Since it is Monday and not Friday as Atrios constantly insists I occasionally like to draw your attention to things economic.

This piece appeared over at New Economic Perspectives and while it’s slightly wonky at the beginning it gets more lucid toward the end and is overall a good explanation of the basics by a real, live jive, economist (which, as I periodically remind people, I am not. I am a trained Historian, Journalist, and Computer Programmer and Technician. I’m also a lapsed Water Safety and Lifesaving Instructor among other things that are not particularly relevant to this discussion).

Money and Banking Part 7
by Eric Tymoigne, New Economic Perspectives
Posted on March 6, 2016

The Financialization of the Economy

The financial industry is in the business of dealing with leverage. Its business is about incentivizing other to go into debt (that’s what most of its assets are: claims on others) and it itself uses a lot of leverage to boost the profitability of its business. Banks grant credit, pension funds rely on financial claims to pay pensions, etc. For every creditor there is a corresponding debtor and so for every financial asset there is a corresponding financial liability: financialization also means “debtization” of the economy.

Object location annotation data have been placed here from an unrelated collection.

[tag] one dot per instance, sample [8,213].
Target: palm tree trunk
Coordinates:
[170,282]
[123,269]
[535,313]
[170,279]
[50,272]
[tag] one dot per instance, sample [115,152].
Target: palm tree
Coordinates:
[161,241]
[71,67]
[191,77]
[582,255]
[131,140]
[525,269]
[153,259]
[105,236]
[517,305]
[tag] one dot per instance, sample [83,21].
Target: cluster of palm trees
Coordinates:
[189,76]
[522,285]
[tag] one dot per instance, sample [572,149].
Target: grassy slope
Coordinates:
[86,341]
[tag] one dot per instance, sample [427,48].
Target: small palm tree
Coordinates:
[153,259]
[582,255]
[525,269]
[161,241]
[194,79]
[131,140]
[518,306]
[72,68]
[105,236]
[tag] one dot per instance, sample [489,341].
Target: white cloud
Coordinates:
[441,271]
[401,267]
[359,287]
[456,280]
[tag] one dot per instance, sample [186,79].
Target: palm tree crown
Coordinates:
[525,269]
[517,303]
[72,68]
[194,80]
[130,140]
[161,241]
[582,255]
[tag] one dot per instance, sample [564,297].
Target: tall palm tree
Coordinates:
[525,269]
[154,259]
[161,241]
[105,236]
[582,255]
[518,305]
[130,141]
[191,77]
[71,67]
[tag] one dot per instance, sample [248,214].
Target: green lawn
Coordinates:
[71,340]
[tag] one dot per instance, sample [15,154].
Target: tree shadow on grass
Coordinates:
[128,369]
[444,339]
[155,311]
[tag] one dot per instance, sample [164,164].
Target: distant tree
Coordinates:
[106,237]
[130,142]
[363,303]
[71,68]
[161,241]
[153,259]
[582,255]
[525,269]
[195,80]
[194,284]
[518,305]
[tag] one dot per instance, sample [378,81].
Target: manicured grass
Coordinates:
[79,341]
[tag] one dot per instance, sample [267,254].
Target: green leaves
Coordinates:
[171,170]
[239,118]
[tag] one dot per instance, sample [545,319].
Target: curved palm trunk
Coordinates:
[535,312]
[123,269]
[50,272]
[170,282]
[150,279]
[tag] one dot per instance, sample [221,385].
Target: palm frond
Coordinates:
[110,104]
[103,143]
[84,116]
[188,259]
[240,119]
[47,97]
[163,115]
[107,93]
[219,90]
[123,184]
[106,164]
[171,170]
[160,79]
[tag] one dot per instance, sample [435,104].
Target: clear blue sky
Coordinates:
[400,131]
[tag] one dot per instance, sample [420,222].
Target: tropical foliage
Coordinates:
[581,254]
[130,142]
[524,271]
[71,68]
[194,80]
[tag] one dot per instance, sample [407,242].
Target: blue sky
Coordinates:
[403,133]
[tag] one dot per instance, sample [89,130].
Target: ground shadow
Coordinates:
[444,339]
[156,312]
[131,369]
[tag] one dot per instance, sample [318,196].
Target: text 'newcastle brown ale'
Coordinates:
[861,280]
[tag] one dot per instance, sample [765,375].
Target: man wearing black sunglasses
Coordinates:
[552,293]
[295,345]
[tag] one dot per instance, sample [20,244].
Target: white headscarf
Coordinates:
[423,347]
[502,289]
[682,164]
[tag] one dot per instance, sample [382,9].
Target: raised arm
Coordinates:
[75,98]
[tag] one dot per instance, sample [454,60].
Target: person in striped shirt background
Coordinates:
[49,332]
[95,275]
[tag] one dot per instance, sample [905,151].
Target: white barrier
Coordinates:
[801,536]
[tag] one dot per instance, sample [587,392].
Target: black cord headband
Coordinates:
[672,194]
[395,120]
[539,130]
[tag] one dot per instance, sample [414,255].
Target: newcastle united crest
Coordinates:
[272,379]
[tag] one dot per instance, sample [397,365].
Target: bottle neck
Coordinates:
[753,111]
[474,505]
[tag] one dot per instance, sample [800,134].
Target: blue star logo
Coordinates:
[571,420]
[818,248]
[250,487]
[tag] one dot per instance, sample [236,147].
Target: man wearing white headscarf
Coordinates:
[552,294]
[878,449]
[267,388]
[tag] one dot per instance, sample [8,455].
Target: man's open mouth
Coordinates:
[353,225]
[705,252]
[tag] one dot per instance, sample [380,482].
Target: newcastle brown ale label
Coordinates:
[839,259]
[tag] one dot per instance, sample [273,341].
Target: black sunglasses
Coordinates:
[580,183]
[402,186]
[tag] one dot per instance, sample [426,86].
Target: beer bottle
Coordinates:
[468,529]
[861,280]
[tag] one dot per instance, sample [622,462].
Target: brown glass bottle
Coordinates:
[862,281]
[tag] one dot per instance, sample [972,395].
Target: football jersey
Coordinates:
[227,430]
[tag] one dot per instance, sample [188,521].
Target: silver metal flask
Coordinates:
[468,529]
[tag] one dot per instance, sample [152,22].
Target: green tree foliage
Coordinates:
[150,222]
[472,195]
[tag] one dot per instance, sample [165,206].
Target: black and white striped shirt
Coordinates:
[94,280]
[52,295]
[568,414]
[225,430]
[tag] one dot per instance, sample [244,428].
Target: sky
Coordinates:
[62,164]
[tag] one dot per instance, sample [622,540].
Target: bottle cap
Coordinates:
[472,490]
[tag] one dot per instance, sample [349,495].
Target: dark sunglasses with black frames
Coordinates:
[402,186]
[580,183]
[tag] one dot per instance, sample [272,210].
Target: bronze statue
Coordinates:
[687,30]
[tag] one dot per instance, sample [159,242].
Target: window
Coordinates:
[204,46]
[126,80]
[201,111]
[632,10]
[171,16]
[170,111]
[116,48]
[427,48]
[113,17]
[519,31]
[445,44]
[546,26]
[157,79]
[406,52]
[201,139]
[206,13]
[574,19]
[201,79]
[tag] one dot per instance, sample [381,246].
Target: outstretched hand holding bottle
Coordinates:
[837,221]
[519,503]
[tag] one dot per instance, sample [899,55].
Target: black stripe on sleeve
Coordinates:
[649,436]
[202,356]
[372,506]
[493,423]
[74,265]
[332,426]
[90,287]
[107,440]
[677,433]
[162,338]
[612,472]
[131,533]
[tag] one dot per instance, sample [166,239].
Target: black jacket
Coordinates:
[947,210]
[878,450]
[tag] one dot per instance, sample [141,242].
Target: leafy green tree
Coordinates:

The financialization of the economy means that the financial sector has become much more important to the daily operations of the economic system. The private nonfinancial sectors have become more dependent on the smooth functioning of the financial sector in order to maintain the liquidity and solvency of their balance sheet, and to improve and maintain their economic welfare. Households have become more reliant on financial assets to obtain an income (interest, dividends and capital gains) and have increased their use of debt to fund education, healthcare, housing, transportation, leisure, and, more broadly, to maintain and grow their standard of living.

Nonfinancial businesses also have recorded a very rapid increase in financial assets in their portfolio and a growth of debt. Some of them, like Ford or GE (until recently), have a financial branch that provides more cash and cash flow than their core nonfinancial activity (Figures 11, 12). The counterpart of these trends has been a growing share of outstanding financial assets held by private finance (Figure 9). From the late 1960s, the share of financial assets held directly by households dropped significantly from about 52 percent to 30 percent. Instead, a growing share of assets has been held by private financial institutions, which went from 25 percent in the late 1940s to 40 percent right before the crisis. The rest of the world recorded most of the rest of the gains from 2 percent to 10 percent of U.S. financial assets. The share of national income going to the financial industry has also grown quite significantly after WWII (Figure 10). A first wave occurred in the 1950s and a second one in the 1980s and 1990s. Today, about 18% of national income goes to the financial sector, something not seen since the 1920s.

What most people don’t get about Modern Monetary Theory and why it’s also called Chartalism is that very little of it is controversial thoughts on the origins and utility of money. Most of it is straightforward Generally Accepted Principles of Accounting. Now this may surprise you but most economists know very little about Accounting and as a discipline (in the sense that it’s anything but rattle-shaking VooDoo) most Economics is unfounded speculation about human behavior, misguided faith in Calvinist Predestination, and political prejudice and advocacy.

Reasoning from results or even bothering to compute them? That’s for suckers.